Sans pathos, avec pudeur mais aussi suffisamment de franchise pour ne pas cacher la brutalité que cela implique, Charlotte Biron parle remarquablement de la douleur. Une langue très poétique. Des références à des autrices et auteurs contemporains. 136 pages seulement, mais de quoi lire et relire pendant des heures.
Est-ce décourageant de dire que ce livre est « dur » ? Il ne faudrait pas, ce serait malvenu et dommage, vous risqueriez de passer à côté d’un superbe récit. Car cette dureté est celle d’une pierre noire et sombre, un granit que la nature a façonné comme une œuvre d’art, à une lame acérée, forgée par les artisans les plus habiles.
Ne vous fiez pas à cette couverture rose pâle. La couleur qui règne sur ce récit est le gris triste des petits matins glacés. Le jaune abstrait des néons des salles de consultation et des salles d’opération, des « néons qui clignotent comme si c’était un hôpital de guerre ».
Ne vous fiez pas à ce résumé de quatrième de couverture qui laisse si peu transparaître ce dont parle ce récit (qui est plutôt in-résumable) : « des murmures, bientôt des phrases », « des voix à la radio »… mais qui sont là pour « tromper la solitude et la douleur », la douleur d’un « corps en convalescence, improductif, à l’écart du monde ».Car c’est de cela qu’il s’agit. La radio est là en effet. Les voix, les enregistrements mais ce récit est celui d’une douleur. Mais comment parler de la douleur ? De la maladie ? De ce qui précède et de tout ce qui s’en suit ? Comment dire l’indicible ? Ce qu’on ne peut pas dire parce que c’est trop dur, mais de ce qu’on dire parce que c’est le seul moyen le dompter (si tant est que ce soit possible) ?
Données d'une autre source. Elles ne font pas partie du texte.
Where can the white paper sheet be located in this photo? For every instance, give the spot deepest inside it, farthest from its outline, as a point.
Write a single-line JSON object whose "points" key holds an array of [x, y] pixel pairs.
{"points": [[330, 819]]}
La narratrice a une tumeur à la mâchoire. Elle part à l’hôpital avec sa mère. Les opérations se succèdent, se répètent. Un prélèvement d’os à la hanche pour reconstruire la mâchoire, ce qui l’empêche de marcher. Et, entre chaque opération, le repos mais surtout l’arrêt car « la maladie empêche le déroulement normal des jours, la maladie mange les jours ». L’oubli – « mes amies ne m’écrivent plus pour savoir comment l’opération s’est déroulée ». Et la colère, une vraie colère, l’envie d’être désagréable avec les infirmiers et les infirmières, les autres malades. Et la douleur. La solitude qu’on éprouve face à la douleur. Comment établir une relation avec cette douleur ? Lui donner un nom ? En parler ? Comment parler de cette tumeur ? Écrire, prendre des notes, « ce serait un projet littéraire sous forme de fragments », mais « ce n’est pas l’histoire d’une tumeur ».
Charlotte Biron nous balance un coup de poing en pleine gueule avec ce récit à l’odeur du sang, de médicaments et d’urine, froid comme le sol d’une salle de bain, violent comme une tumeur à la mâchoire, douloureux comme une longue série d’opérations, comme l’oubli et la disparition. Et peut-être l’espoir de la radio.